Aureliano olhou para ela esparramada no leito, olhos fechados. Era uma mulher grandalhona de vinte e nove anos, de coxas grossas e ancas largas, cintura fina, quase sem barriga, uns seios pequenos e os cabelos pretos muito lisos. O rosto fino, embora bem proporcionado, quase bonito, emprestava-lhe uma tristeza girafídea que nunca esvanecia e tampouco se agravava: era sempre aquela nuvenzinha, um certo embaçamento leve, algo preguiçoso, como se um espirro ou um bocejo estivesse prestes a irromper, sempre, e ela não tivesse forças para completar nem uma coisa, nem outra.
O cansaço de Camila fez com que Aureliano se cansasse de olhar para ela; puxou uma cadeira para junto da cama e sentou-se com as pernas afastadas e cada mão sobre um joelho. O que havia para se ver ali? Voltou a olhar para a esposa, os olhos dela sempre fechados, e pensou: Que desgraça. No momento em que ele pensou isso, uma música orquestral extremamente triste advinda de um programa qualquer que passava na televisão chegou aos ouvidos deles. O volume não estava muito alto, mas fez com que Camila abrisse os olhos e procurasse entender o que ouvia. Não demorou muito para conseguir, e, assim que o fez, abriu um sorriso dolorido.
Que foi?, Aureliano perguntou. Conhece esse troço?
Ela balançou a cabeça: sim, conhecia. O tipo de coisa que ela ouvia, às vezes. Enquanto corrigia provas ou tirava a sesta após o almoço de domingo, deitada no pequeno sofá da sala de estar; sozinha. Continuava sorrindo quando disse:
É o Réquiem de Mozart.
Réquiem?
É. Você sabe. Uma missa fúnebre. Para alguém que já morreu.
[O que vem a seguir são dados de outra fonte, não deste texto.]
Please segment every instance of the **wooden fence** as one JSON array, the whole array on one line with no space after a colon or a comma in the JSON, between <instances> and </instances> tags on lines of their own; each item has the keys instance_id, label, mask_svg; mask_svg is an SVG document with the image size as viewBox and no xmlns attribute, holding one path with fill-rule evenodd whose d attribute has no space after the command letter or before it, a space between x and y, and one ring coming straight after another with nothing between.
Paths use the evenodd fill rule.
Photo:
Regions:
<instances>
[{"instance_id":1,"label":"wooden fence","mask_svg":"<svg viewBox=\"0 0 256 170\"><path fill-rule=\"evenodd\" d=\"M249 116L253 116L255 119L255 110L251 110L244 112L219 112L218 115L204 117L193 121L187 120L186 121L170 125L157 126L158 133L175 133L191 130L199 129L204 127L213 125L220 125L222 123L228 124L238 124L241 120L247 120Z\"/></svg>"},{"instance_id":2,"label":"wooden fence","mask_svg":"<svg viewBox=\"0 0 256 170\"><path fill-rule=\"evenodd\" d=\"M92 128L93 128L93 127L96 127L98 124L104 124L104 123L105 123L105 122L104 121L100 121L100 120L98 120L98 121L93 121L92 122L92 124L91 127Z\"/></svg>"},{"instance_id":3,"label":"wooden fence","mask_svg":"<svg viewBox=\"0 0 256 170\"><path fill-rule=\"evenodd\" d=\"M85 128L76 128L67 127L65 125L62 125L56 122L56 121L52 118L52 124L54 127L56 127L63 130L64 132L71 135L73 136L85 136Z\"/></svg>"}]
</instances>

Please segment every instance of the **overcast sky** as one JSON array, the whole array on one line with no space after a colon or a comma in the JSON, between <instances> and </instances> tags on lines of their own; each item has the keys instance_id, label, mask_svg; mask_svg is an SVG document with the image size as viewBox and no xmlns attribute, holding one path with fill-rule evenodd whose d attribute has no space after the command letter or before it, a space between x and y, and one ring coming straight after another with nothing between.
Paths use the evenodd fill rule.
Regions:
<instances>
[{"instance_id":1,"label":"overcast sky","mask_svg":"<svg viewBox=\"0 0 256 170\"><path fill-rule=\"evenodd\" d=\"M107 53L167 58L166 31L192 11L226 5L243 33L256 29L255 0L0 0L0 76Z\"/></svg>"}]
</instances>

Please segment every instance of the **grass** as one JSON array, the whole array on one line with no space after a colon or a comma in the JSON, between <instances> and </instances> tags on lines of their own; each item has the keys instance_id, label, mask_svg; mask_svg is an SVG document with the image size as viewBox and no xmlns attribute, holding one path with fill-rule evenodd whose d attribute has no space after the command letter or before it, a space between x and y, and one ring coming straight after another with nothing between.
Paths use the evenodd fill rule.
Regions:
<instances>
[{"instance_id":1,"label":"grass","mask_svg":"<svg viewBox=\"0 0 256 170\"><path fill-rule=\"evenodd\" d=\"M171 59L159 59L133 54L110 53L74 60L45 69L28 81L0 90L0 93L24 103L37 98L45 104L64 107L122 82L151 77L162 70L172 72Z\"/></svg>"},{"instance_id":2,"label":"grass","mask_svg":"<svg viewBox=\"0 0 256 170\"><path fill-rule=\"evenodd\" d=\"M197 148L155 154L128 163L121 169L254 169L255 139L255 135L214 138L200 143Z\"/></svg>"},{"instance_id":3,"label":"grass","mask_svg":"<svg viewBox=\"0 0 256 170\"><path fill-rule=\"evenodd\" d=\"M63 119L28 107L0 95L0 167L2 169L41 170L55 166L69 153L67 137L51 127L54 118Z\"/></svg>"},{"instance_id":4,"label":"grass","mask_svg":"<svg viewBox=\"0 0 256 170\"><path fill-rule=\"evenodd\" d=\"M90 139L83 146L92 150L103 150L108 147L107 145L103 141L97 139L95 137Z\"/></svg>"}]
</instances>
Ficou olhando para ela até que o sorriso, aquela sombra carregada de ironia, desaparecesse. Então, perguntou se ela não queria que ele desligasse a televisão.
Tanto faz, ela respondeu. Tanto faz.
Eu tenho que ir agora, ele disse.
Eu sei.
Ele se levantou e a beijou na testa e a ouviu pedindo que tomasse cuidado (Tome cuidado você, ele pensou, mas não disse.) quando já passava pela porta e ganhava o corredor. Assim que as portas do elevador se fecharam, balançou a cabeça de um lado para o outro com violência, como se quisesse expulsar algo qualquer dali de dentro, e tentou imaginar o que o esperava, sem sucesso.